[Dshield] Help: DNS (53)

Chris Brenton cbrenton at chrisbrenton.org
Thu Jan 1 16:13:16 GMT 2004

On Thu, 2004-01-01 at 08:43, Tod D. Ihde wrote:
>  >>> Correct me if I'm wrong but the only connects that I need to accept
>  >>> would be UDP to 53 from root servers. Right?
>  >
>  >
>  >Correct. In fact, so long as you are keeping state, you only need to
>  >accept ESTABLISHED 53/UDP.
> False. You need to accept UDP to 53 from any in-bailiwick ( 
> "authoritative") server.

DOOH! That's what I get for replying when I'm in a hurry. I saw "root"
and read it as "authoritative". You are absolutely right.

Still, so long as he's permitting outbound 53/UDP and letting back in
only replies, he'll be cool.

> Also, there is no such thing as an "ESTABLISHED" UDP session/packet/etc. 

He's using iptables (that was the log format he submitted). The
"ESTABLISHED" case sensitive keyword (which is why I had it all in caps,
I was not yelling ;) is used to let in replies regardless of whether its
TCP, UDP, ICMP, etc.

>  >>> Dec 31 11:30:31 mail2 kernel: Firewall: IN=eth1 OUT=
>  >>> MAC=00:09:5b:22:29:d1:00:06:25:e4:ed:a3:08:00 SRC=
>  >>> DST= LEN=73 TOS=0x00 PREC=0x00 TTL=52 ID=31495 PROTO=UDP
>  >>> SPT=51861 DPT=53 LEN=53
>  >
>  >
>  >Sounds like you spend a lot of time on the MS site then. ;-)
>  >
>  >Looks to me like a load balancer. Check your logs and see if you do a
>  >query for a host within microsoft.com, msn.com, hotmail.com, etc. just
>  >prior to this packet. I'm guessing you'll find an entry. The concept is
>  >they connect to the name server making the query and measure round trip
>  >time.
> Load balancing? Looks like a normal DNS packet to me, until I see an 
> actual dump of the payload.

The clue is he specified this is a _caching server_ only. Caching only
implies no public NS record entry, which means people will not be making
legitimate queries to this system from the Internet. So the choices are
"port scanning" or "load balancer". Since its just this one host and one
target port, port scanning is unlikely. That and is known
to be one of MS's load balancers. 

Check the dshield database. I'm guessing there are probably a few people
that have not yet figured out this IP is a load balancer and reported it
as potentially hostile. You'll probably find lots of port UDP/53 target

>  >I drop them. Yes it breaks their load balancing and you could end up
>  >connecting to a non-optimal server. You are far more secure however not
>  >opening up access to UDP/53.
> Again, doesn't look like load balancing. I suggest you read up a little 
> on how DNS works (at the datagram level).

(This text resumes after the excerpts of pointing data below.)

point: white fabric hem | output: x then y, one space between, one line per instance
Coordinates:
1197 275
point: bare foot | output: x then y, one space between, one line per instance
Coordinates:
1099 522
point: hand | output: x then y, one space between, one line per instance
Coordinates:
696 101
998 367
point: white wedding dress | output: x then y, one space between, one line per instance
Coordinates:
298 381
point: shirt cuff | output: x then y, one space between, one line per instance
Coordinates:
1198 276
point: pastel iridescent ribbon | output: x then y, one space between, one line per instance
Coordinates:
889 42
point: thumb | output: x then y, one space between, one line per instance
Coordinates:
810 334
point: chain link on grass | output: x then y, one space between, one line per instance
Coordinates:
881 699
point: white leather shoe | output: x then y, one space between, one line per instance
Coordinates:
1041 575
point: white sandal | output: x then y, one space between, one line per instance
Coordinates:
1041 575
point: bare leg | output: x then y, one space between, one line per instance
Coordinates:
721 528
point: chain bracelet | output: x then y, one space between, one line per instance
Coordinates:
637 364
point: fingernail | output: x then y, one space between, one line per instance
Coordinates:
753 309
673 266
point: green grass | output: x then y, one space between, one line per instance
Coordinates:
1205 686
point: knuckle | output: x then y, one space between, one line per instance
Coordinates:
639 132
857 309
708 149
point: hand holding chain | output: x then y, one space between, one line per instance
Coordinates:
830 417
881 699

LOL! I've been working with Bind for about 10 years. I think I have a
handle on it. ;-)

>  The only thing you're doing is 
> causing your DNS server to work harder, use more bandwidth, and place 
> more of a load on external DNS servers if you're dropping DNS packets. 

Huh? Please explain how dropping load balancer traffic to a cache server
is going to bring down the Internet and cause dogs and cats to start
sleeping together. It might delay the reply, and even cause him to be
sent to a non-optimal server (as mentioned above), but that's about it.

>  >Older versions of Bind and MS DNS use a fixed source port of 53. As of
>  >Bind 8 or so, the source port is an upper port number. So I would focus
>  >more on the target port rather than the source port. That or do full
>  >payload verification. :)
> Source port doesn't matter for filtering (for DNS)

Actually, they can be helpful. There are fingerprint and version
enumeration tools that use a fixed source port of 80. Limit the source
port to 53 and >1023 and you break these tools. So limiting source ports
can be helpful, but IMHO in this case they are not really worth it as
we're talking a small number of tools.